I'm preparing for the preliminary exam, and some practice problems are all of the same form. One problem is to prove that convergence of $\sum a_n$ where $a_n \geq 0$ implies convergence of $\sum \frac{\sqrt{a_n}}{n}$. I know how to prove that case using Cauchy-Schwarz (or AM-GM) as is discussed here. Now I have another problem:
- Suppose $a_n \geq 0$ and the series $\sum a_n$ converges. Prove the series $\sum \frac{\sqrt{a_n}}{n^{2/3}}$ also converges.
- Give an example of a divergent series $\sum a_n$ such that the series $\sum \frac{\sqrt{a_n}}{n^{2/3}}$ converges.
By Abel's test it's easy to see that, in general, convergence at $r$ implies convergence at any $r' > r$.
I'm not sure how to go about it for $r = 2/3$. Maybe it follows from the case $r = 1$ but I don't see how.
Best Answer
Applying the Cauchy-Schwarz inequality
$$\left|\sum_{n=1}^N x_ny_n\right|\le \sqrt{\sum_{n=1}^N x_n^2\sum_{n=1}^N y_n^2}$$
to the case for which $x_n=\sqrt{a_n}$ and $y_n=\frac1{n^r}$, we find that
$$\sum_{n=1}^N \frac{\sqrt a_n}{n^r}\le \sqrt{\sum_{n=1}^N a_n \sum_{n=1}^N \frac1{n^{2r}}}\tag1$$
As $N\to \infty$, the first sum on the right-hand side of $(1)$ converges by assumption while the second converges whenever $r>1/2$. Inasmuch as $2/3>1/2$, the the series $\sum_{n=1}^\infty \frac{\sqrt a_n}{n^{2/3}}$ converges.

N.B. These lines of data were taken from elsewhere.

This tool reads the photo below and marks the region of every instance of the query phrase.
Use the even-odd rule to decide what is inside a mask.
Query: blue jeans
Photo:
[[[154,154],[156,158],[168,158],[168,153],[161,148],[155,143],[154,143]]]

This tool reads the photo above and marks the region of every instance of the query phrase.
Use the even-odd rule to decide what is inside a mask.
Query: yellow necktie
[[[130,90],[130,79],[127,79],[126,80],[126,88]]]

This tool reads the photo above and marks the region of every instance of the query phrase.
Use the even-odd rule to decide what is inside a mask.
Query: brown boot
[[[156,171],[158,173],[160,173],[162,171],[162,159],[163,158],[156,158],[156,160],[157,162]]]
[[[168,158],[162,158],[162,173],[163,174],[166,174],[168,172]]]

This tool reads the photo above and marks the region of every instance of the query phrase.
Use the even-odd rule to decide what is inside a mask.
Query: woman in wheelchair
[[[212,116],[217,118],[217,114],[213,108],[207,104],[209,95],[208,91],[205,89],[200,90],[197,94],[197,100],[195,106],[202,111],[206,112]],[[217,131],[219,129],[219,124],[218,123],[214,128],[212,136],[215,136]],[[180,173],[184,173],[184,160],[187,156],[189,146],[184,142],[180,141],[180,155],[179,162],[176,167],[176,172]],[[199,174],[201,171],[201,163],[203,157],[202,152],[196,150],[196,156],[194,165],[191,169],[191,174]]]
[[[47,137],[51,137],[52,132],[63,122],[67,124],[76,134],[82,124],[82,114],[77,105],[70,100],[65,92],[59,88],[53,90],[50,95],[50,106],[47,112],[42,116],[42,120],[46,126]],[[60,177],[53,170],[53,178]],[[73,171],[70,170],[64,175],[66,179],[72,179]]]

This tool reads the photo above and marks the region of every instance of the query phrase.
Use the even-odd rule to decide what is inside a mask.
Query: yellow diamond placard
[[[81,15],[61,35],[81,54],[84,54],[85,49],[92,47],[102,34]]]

The condition that $\sum_{n=1}^\infty a_n$ converges is not a necessary one for the series $\sum_{n=1}^\infty \frac{\sqrt a_n}{n^r}$ to converge. For example, if $a_n=\frac1{n^p}$, $p<1$, then the series $\sum_{n=1}^\infty \frac{\sqrt a_n}{n^r}$ converges for $r>1-p/2$.